Background on Elders Share the Arts
Elders Share the Arts (ESTA) was a community arts organization founded in 1979 by Susan Perlstein. Based in New York City, ESTA programs combined arts with oral history, life review, reminiscence theory, and intergenerational arts. Programs included Pearls of Wisdom, Legacy Arts, Living history, and Arts and Memory.
ESTA began as a single living-history theater workshop at the Hodson Senior Center in the South Bronx and then spread to other senior centers in New York City. The original living-history theater workshop laid the groundwork for Pearls of Wisdom, a touring ensemble of elder storytellers who use material from their own lives in their performances.

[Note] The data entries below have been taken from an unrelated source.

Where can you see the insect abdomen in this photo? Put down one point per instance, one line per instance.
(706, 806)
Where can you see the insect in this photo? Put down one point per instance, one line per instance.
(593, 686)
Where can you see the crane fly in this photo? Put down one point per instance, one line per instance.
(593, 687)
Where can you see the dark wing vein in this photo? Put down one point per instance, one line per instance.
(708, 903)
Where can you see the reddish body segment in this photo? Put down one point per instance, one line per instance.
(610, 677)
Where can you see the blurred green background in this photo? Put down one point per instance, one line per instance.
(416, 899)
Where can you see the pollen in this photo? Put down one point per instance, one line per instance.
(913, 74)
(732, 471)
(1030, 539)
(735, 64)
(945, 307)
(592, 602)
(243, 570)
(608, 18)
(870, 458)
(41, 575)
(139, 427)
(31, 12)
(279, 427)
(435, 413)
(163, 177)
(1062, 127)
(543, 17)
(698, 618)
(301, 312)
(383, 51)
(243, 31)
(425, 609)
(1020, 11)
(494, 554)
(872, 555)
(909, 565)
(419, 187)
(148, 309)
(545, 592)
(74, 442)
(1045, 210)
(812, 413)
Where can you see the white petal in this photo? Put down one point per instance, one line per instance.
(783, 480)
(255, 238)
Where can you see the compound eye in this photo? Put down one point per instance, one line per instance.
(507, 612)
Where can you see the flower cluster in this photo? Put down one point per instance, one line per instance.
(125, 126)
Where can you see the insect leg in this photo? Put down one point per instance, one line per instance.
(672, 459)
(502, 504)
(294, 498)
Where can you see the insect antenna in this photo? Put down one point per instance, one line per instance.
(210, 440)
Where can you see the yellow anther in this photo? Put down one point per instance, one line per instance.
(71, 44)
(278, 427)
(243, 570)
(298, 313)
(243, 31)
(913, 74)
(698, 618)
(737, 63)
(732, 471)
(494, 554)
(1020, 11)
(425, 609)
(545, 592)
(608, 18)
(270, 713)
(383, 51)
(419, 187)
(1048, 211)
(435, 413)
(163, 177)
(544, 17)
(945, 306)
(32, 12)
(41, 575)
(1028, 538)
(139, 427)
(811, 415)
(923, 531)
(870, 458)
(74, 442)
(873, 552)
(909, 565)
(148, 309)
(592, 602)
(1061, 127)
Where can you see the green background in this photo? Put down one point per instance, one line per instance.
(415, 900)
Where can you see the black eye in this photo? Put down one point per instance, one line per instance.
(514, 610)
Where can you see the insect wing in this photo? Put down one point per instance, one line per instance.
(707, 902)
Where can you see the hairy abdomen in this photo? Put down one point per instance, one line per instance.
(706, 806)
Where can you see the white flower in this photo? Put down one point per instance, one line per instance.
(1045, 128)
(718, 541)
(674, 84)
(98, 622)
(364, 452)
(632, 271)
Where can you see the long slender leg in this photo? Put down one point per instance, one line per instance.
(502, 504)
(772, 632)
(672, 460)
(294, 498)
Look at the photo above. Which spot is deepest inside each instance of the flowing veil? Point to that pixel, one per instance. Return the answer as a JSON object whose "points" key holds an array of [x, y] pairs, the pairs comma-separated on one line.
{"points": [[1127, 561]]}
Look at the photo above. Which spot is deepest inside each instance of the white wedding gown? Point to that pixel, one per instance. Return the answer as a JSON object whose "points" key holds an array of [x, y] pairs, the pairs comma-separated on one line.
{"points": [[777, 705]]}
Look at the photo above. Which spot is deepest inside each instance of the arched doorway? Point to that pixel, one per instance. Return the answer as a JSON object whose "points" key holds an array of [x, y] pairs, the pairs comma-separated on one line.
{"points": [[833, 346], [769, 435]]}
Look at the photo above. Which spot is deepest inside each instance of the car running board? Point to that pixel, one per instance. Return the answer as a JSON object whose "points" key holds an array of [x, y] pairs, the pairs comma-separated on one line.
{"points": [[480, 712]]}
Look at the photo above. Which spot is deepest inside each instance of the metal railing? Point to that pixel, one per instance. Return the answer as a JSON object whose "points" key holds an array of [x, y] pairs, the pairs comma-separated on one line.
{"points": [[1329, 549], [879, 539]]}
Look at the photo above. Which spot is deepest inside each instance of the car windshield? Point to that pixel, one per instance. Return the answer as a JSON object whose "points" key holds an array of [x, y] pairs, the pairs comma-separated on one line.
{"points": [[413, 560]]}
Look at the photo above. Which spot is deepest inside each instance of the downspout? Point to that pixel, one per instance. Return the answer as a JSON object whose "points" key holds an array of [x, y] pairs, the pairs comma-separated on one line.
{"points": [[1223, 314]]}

ESTA expanded their living history programs to include other art forms including theater, murals, collage, writing, photography, and dance. ESTA worked with senior, youth, and cultural institutions in the greater New York City area to form partnerships that provide intergenerational arts programs. Intergenerational programs partnered children and youth with the elderly. Participants in these programs shared their stories with each other and then transformed them into original works of art. Living History theater programs translated the stories into plays or drama while Legacy Works transformed the stories into paintings, collages, murals, writings, photography, mixed media, and other non-performing art forms.
As a pioneer in the field of creative aging and worked to educate and train others in the field of creative aging, Elders Share the Arts worked diligently to train administrators, artists, educators, social workers, students, seniors, therapists, gerontologists, and volunteers in the skills required to create oral history and arts programs for seniors. They were instrumental too in founding the National Center for Creative Aging (NCCA), an advocacy, policy, and networking organization, established by Susan Perlstein as an ESTA program in 2001 through a partnership with the National Council on Aging (NCOA) and the National Endowment for the Arts (NEA). NCCA became an independent non-profit based out of Washington, D.C., in 2007.
After nearly forty years of operation, ESTA closed on June 30, 2018. They live on, however, in the work of those they inspired and trained, and many of their programs -- including Pearls of Wisdom, History Alive, and Legacy Arts -- will be continued by other well-established organizations in the field of creative aging.